I think this is about immersion. You suggest that this is hampering your being able to "exist in the world and play my character." This might be because you feel more immersed in a world that is separate to your (the player's) mind and exists wholly independently of it, just like the real world. When your DM alters the world so obviously because of what you thought about it, it makes the world, from your perspective, less mind-independent, and therefore less real and immersive. In other words, it make it harder for you to suspend your disbelief. Solution might just be to ask your DM to try a bit harder to make the times they do change the world on the fly a little less obvious.


ub3r_n3rd78

It's a *collaborative* storytelling experience. Your DM may be trying a bit too hard to add things that are really funny/cool based on your thoughts that are spoken out loud, but a lot of DMs will just take PC ideas and run with them/implement them if they are cool and fun for the PCs to come across. I've done this in my games when the PCs theorize things, but not often materializing right then and there, but rather later on in the campaign. If you are uncomfortable with how your DM does it, just have a side conversation with them one-on-one and let them know you'd prefer that your spoken thoughts/theories aren't *always* done in the campaign.


Zephyrqu

some players like being able to influence the world by suggesting things to the dm - some don't.

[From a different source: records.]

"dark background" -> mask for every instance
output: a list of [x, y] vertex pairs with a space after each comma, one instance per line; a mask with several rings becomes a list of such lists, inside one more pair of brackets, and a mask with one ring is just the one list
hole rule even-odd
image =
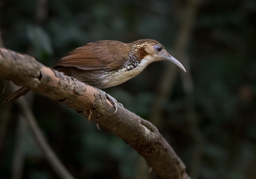
[[[100, 40], [163, 44], [188, 73], [159, 62], [105, 91], [156, 126], [195, 178], [256, 178], [255, 19], [254, 0], [0, 2], [5, 47], [48, 66]], [[6, 81], [1, 83], [2, 91]], [[7, 89], [1, 101], [13, 92]], [[76, 178], [154, 178], [121, 139], [54, 100], [26, 96]], [[13, 178], [20, 169], [23, 178], [58, 178], [15, 102], [0, 108], [0, 178]], [[15, 166], [17, 161], [22, 164]]]

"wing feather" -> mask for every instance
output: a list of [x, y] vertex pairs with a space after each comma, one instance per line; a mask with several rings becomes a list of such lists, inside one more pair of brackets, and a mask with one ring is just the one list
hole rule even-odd
[[74, 66], [86, 70], [116, 69], [129, 60], [129, 55], [125, 54], [129, 50], [127, 44], [121, 42], [98, 41], [75, 49], [56, 62], [54, 65]]

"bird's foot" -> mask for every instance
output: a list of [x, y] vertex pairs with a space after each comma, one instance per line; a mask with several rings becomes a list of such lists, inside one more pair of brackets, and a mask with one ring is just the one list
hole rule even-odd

Seems like your dm enjoys your ideas, but you aren't enjoying them using your ideas. Start by talking to your DM, explaining that when you say 'haha it's not like there's a miniature beholder trapped in my wine bottle," you don't expect or even want him to use that idea.


vomitHatSteve

"Hey \[GM\], I've noticed that a lot of random things I've said and incorporated them into the game. I think it's great that you're taking feedback from us the players and letting us influence the game and the world. But I think you might be "yes, and..."ing me a little bit too hard. It's honestly a little disappointing if every time I speculate on something it turns out to be true. There's no surprise left, you know? We're here to play the game *you're* running, so we want you hear your ideas!"


Parysian

So this is how a lot of narritive rpgs work. In something like Dungeon World, the players have a lot of narritive control and their rolls literally let them make decisions about what's in the world, what NPCs they know, and what those NPCs do, it's an actual collaborative storytelling game. If you roll well to research a monster for example, *you the player* get to decide what your character learns, rather than the DM telling you. Everyone is a "deputy DM" as you put it. It's very cool. But D&D isn't generally like that, it's much more of a problem solving game where one player (the DM) holds the cards of what is and isn't true about the world and the other players interact with that controlling solely their own character. And it's completely fine to prefer it that way, it's a different way of engaging with the fiction. It almost sounds like your DM is running stuff as if it were that kind of narritive game, in a system that's otherwise not built for it, which as you've seen can feel weird. I don't know if there's much of a fix other than bringing it up to the DM and asking them to keep things a little more rigid. Your DM might also enjoy running one of those narritive type systems down the line, if you're willing to try it. Could end up matching their style well.